Das Statement auf der Webseite ist arg knapp: Mistic Software, eine Spieleschmiede unter den Fittichen von Atari Deutschland, habe drei Spiele für Nintendo Wii entwickelt ("Fritzi Fisch und der verschwundene Schatz", "Pyjama Pit: Keine Angst im Dunkeln" und "Spy Fox in: Das Milchkartell" ), die als Basisengine das unter GPL stehende ScummVM verwenden.

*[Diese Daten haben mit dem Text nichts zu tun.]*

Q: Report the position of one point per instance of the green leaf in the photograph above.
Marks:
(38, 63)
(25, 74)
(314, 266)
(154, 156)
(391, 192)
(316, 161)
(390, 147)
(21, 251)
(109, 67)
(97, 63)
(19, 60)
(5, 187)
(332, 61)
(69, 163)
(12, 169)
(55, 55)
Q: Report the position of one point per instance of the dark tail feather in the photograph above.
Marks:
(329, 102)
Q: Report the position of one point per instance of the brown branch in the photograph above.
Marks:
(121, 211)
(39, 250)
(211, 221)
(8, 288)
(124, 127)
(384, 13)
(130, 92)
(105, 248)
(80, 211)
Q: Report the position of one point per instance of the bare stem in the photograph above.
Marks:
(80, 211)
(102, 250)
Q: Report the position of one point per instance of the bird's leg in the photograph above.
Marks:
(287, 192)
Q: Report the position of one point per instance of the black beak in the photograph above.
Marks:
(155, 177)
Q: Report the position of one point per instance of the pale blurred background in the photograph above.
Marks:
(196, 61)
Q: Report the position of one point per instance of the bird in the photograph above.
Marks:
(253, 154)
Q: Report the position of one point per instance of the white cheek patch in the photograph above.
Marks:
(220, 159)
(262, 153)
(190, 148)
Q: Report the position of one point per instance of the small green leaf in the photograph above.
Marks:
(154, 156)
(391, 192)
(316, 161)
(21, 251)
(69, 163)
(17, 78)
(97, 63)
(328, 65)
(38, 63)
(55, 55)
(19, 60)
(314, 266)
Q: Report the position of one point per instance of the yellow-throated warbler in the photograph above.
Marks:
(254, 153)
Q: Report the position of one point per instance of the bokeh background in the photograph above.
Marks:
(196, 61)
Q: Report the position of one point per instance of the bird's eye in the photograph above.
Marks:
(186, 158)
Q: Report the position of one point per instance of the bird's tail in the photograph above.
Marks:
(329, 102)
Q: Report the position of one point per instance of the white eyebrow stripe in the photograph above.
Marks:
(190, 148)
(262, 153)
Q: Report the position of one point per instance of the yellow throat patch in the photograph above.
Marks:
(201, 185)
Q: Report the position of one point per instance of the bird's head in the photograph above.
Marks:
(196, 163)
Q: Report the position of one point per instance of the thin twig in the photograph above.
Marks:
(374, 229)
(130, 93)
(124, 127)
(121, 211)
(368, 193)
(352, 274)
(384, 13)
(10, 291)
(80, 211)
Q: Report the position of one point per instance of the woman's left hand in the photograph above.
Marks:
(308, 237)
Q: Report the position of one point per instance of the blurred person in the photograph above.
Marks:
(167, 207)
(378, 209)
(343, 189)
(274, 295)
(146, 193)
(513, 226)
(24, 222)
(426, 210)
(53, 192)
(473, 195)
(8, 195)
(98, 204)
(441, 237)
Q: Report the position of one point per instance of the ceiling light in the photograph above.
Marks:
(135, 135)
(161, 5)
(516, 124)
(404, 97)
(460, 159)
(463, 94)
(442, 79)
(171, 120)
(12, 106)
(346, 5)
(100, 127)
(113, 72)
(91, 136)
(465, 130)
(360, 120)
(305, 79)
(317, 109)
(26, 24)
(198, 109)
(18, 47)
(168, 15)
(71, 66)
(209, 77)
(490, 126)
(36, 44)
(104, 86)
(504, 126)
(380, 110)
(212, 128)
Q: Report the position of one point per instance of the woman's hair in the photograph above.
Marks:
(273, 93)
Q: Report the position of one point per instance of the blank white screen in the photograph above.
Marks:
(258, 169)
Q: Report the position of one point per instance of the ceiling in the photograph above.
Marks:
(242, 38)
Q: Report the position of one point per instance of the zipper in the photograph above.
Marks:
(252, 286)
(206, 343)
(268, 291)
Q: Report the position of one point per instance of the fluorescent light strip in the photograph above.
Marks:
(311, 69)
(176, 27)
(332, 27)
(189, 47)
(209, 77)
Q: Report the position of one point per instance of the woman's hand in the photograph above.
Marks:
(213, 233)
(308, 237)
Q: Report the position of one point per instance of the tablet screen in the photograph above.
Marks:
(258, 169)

Obwohl es in der Vergangenheit schon vorkam, dass Hersteller GPL-lizensierte Software einsetzten, ohne den Lizenzbedingungen Folge zu leisten, ist es in diesem Fall anders: Es gab scheinbar - von der Opensource-Community völlig unbemerkt - diesbezüglich schon einen Prozess, dem eine außergerichtliche Einigung im Mai folgte. Diese beinhaltet nicht nur die Übernahme der Gerichtskosten und eine Zahlung an die EFF, sondern auch eine Verschwiegenheitsklausel, nach der sich die beteiligten ScummVM-Entwickler dazu öffentlich nicht äußern dürfen. Außerdem gesteht Mistic Software mit dieser Einigung keine Schuld ein - solche Klauseln sind relativ gängig in außergerichtlichen Einigungen, jedoch in GPL-Lizenzsstreits ein Novum. Es gibt keinerlei Angaben über eine Quelltextveröffentlichung oder nur ein Versprechen, ScummVM in zukünftigen Projekten nicht mehr zu nutzen.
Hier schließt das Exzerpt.